Herr Bundesminister, zünden Sie jetzt wirklich den Ausbildungsbooster! Das ist auf den verschiedensten Ebenen mehr als notwendig. Wir müssen uns da­rüber unterhalten – Kollege Appé hat es ja schon richtig gesagt –, warum viele, die die Bafep absolvieren, dann nicht in das Berufsfeld gehen. Das müssen wir uns fragen.

Wir müssen uns fragen: Wie können wir intensivieren, dass jemand auf dem zweiten Bildungsweg in die Elementarpädagogik wechselt? Wir müssen natürlich die Ausbildungsstätten erweitern, da ist großer Bedarf, weil natürlich auch in diesem Bereich die Menschen in Pension gehen werden. Also da ist viel zu tun: Herr Bundesminister, packen Sie es an!

Es ist manchmal klug, auch auf die Sozialpartner zu hören. Es war für diese Republik schon sehr oft klug, und auch in diesem Zusammenhang ist es klug. Die Sozialpartner haben das Papier sowie den Rechtsanspruch auf einen Kin­derbildungsplatz gemeinsam ausgearbeitet – gemeinsam, alle Sozialpartner, ge­meinsam mit der IV –, und sie sagen, dass es wichtig ist, dass man jetzt die Elementarpädagogik ausbaut. Das ist keine Spielerei, sondern wir wissen es aus den verschiedenen Blickwinkeln, wie wichtig es ist, dass wir diese elemen­tarpädagogischen Einrichtungen haben.

Das so derartig zu ignorieren und nicht einmal den Kontakt zu suchen, auch das ist nicht besonders klug.
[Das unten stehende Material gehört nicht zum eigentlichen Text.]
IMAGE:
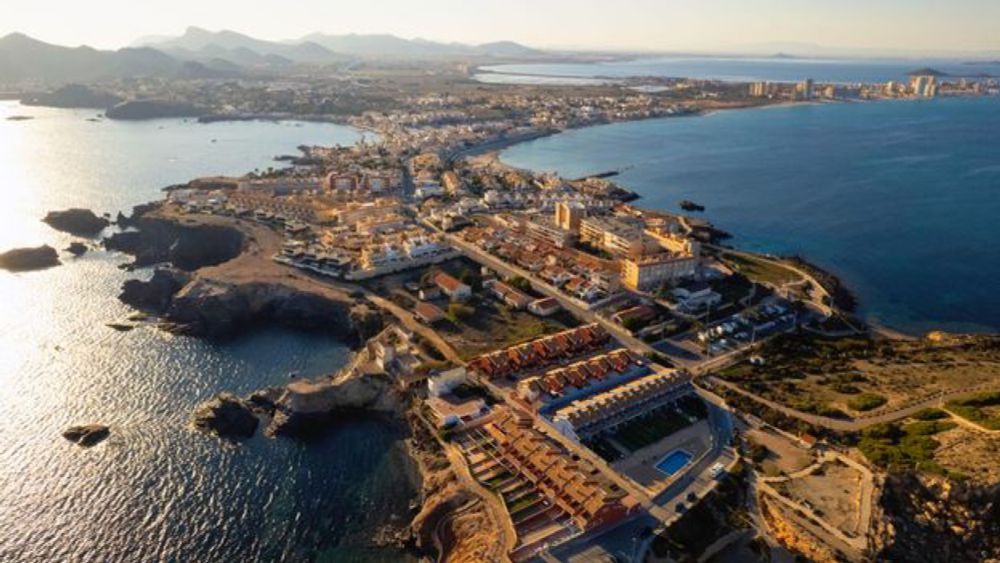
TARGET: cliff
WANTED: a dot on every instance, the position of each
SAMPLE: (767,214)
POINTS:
(214,309)
(187,247)
(79,222)
(935,519)
(307,406)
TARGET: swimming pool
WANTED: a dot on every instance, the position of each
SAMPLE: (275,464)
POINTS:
(674,462)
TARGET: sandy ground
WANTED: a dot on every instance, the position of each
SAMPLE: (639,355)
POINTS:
(784,457)
(833,492)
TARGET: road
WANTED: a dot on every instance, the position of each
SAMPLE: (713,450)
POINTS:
(571,305)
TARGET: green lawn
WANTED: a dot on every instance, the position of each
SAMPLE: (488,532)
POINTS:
(760,270)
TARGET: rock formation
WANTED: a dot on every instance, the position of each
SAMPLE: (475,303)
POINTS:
(79,222)
(28,259)
(87,435)
(306,406)
(226,416)
(153,109)
(935,519)
(77,249)
(154,296)
(212,309)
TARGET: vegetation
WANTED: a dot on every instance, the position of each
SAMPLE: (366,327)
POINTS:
(867,401)
(760,269)
(896,447)
(979,409)
(659,423)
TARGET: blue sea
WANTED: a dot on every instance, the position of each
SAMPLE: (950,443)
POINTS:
(732,69)
(899,198)
(156,490)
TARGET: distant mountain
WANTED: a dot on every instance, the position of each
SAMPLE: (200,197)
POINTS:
(201,44)
(23,59)
(391,46)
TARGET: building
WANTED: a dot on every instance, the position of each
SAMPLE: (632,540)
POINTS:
(648,273)
(446,381)
(543,228)
(804,89)
(540,352)
(615,235)
(607,411)
(509,295)
(452,287)
(569,214)
(545,307)
(428,313)
(450,411)
(587,496)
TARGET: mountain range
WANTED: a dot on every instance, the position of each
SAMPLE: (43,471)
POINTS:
(199,53)
(319,48)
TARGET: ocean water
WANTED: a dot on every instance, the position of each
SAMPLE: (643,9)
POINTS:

Wenn Ihnen die Elementarpädagogik so am Her­zen liegt, dann gilt es jetzt ganz dringend zu handeln. Herr Bundesminister, da kann man sich nicht mit dem Schmäh drüberarbeiten, das ist einfach über­prüfbar. Wenn jetzt nicht etwas passiert, dann haben Sie wieder eine Chance verpasst mit Auswirkungen auf Jahre, und die Eltern sind die Leidtragenden. Das wollen wir als Sozialdemokratinnen und Sozialdemokraten auf keinen Fall. – Vielen Dank. (Beifall bei der SPÖ.)

19.19

Präsident Günter Kovacs: Herzlichen Dank, Frau Bundesrätin.

Zu Wort gemeldet ist Frau Bundesrätin Dr. Andrea Eder-Gitschthaler. – Bitte, Frau Bundesrätin.